The grant review process always needs improvement, whether to make review possible for remote users, users outside the organization, or users who choose to review on their tablets or smartphones.

Data from grants management systems can populate dashboards, so that grantmakers can keep ongoing track of what they’re doing. Data can be used for the overall evaluation of grantmaking effectiveness. such as by measuring the percentage of LOIs or full proposals that result in funding. There has been a surge of interest in including monitoring and evaluation data in grants management systems, as well.

The point is that there always seems to be more to do. In theory, this is good: more service to grantees, more intelligent grantmaking, more convenience for program officers. But how well is all this working in practice?

Grants Management Technology Issues

Looking on the technology side, the leading grants management supplier, MicroEdge, has come in for a lot of criticism for being hard to modify. This has partly been due to limitations in the software and partly due to a preference for MicroEdge support’s involvement to be necessary to make significant changes. In a world where the grants management system is constantly being asked to do new things, as we mentioned above, this can be a problem.
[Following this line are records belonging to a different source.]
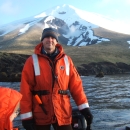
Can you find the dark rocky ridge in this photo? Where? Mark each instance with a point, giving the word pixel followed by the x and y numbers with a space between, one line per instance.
pixel 11 66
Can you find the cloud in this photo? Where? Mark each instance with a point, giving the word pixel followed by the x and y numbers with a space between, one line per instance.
pixel 9 8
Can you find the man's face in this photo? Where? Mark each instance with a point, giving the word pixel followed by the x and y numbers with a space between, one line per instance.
pixel 49 44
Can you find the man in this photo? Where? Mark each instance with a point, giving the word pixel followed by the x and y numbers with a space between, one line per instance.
pixel 46 77
pixel 9 105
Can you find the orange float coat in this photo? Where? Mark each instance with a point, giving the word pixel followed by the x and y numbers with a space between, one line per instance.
pixel 8 100
pixel 52 78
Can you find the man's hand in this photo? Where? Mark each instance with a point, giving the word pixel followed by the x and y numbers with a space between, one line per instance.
pixel 88 116
pixel 28 124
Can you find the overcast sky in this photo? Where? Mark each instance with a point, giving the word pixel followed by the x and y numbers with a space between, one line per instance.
pixel 12 10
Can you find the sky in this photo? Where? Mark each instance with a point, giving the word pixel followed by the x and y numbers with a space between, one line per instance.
pixel 13 10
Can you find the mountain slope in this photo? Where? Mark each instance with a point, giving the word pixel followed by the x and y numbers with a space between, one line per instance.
pixel 75 34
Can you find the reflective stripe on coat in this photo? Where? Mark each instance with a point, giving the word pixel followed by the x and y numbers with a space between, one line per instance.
pixel 9 98
pixel 38 74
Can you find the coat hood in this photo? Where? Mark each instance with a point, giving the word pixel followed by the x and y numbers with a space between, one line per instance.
pixel 9 98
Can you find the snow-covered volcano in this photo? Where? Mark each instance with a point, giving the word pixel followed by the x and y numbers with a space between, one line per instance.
pixel 73 24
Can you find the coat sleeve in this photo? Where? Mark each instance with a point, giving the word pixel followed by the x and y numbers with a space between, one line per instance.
pixel 76 88
pixel 27 83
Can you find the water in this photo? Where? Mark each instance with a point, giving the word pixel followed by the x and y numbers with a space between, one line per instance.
pixel 109 100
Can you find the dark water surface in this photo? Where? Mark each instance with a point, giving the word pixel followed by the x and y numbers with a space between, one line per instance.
pixel 109 100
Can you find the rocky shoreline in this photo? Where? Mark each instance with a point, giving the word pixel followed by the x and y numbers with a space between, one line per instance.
pixel 11 66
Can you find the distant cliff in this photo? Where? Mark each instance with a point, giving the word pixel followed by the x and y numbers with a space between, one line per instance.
pixel 11 66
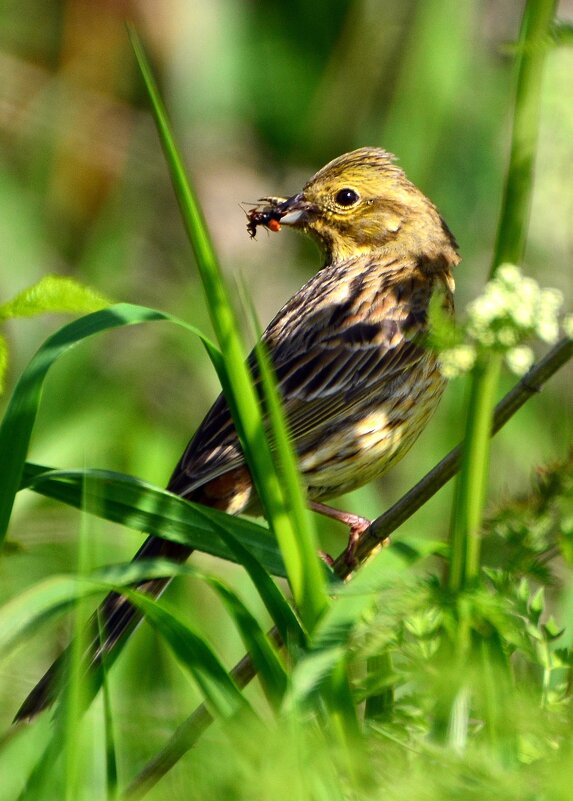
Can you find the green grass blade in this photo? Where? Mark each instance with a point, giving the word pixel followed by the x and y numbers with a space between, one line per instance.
pixel 535 40
pixel 151 510
pixel 472 482
pixel 275 602
pixel 237 383
pixel 329 645
pixel 270 669
pixel 18 422
pixel 222 696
It would be nice to say that other vendors have overcome this problem, and perhaps some have. With some software, such as FoundationConnect, the problem takes on other dimensions. FoundationConnect is built on Salesforce, so it’s fairly easy to modify. The problem here is that this requires third-party consultants who may not be all that experienced in what foundations need. The result can be systems that are designed less on the basis of best practices than on a mutual learning process between consultants and grants managers. What is missing is a clear picture of what the most important variables are and how they can be assembled into workflows that are simple enough to be adopted, yet comprehensive enough to provide all the necessary data for evaluation.

A major factor in all of this is adoption. The “classic” version of GIFTS, for example, is generally considered to be hard to use, particularly if you don’t use it often. For other systems, adoption can fail because the processes designed to get the right data are too cumbersome, perhaps because of inexperienced consultants, grants managers and feature creep.

This brings us back to the book I wish somebody would write. It would say, “This, this and this are the data we need in a grants management system. That’s all we need; collecting more just makes life difficult. Here are the workflows we need to collect, store and report that data. They shouldn’t be more complicated than this. Here are the recommended number of sign-offs during the process. You may need more, but try to keep them at a minimum.”

The book would continue, “While this is a general discussion of the right data points and related workflows, the appendices to this book provide concrete examples of how this can be achieved in MicroEdge’s and other leading systems, including the best way to modify them when demands on your system change.”

So, which one of you fine readers is going to write this book?